Summer Research Fellowship Programme of India's Science Academies 2017
In silico investigation of the interaction between milk
protein and withaferin-A
Vijeta Srivastava
Sam Higginbottom University of Agriculture, Technology and Sciences, Allahabad, Uttar Pradesh
Guided by
Bhushan Keshav Patwardhan
Savitribai Phule Pune University, Pune, Maharashtra
1. Introduction
Withania somnifera(WS) is an Ayurvedic rasayana botanical. It is an important medicinal
botanical that has been used in Ayurvedic and indigenous medicine for over 3,000 years
having reported nootropic and anti-cancer properties. It is commonly known as Indian winter
cherries or Ashwagandha.
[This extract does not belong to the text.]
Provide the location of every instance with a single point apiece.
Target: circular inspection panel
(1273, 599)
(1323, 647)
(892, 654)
The name ashwagandha is derived from the word Ashwa meaning
“horse” which is a symbol of muscle power and stamina.WS shows beneficial medicinal
property for health issues like stress, depression, muscle fatigue and neck/back stiffness,
tiredness, joint pains, arthritis of all types, calf myalgia (lower leg pains), blood pressure,
diabetic neuropathy and weakness due to diabetes, erectile dysfunction and low sperm count,
premature ejaculation [1].
According to Ayurveda, WS has growth promoting effect in growing children (812 years)
when administered with cow’s milk and promotes rejuvenation(1). This study aimed to
investigate this property by evaluating the interaction between milk proteins and the active
component (bioactive) of WS. Pharmacological studies have reported that Withaferin A (WA)
is one of the key bioactives of WS. In view of its varied therapeutic potential, it has also been
the subject of considerable modern scientific attention. The major chemical constituents of
the Withania genus, the with anolides, are a group of naturally occurring C28-steroidal lactone
triterpenoids built on an intact or rearranged ergostane framework, in which C-22 and C-26
are appropriately oxidized to form a six-membered lactone ring [1].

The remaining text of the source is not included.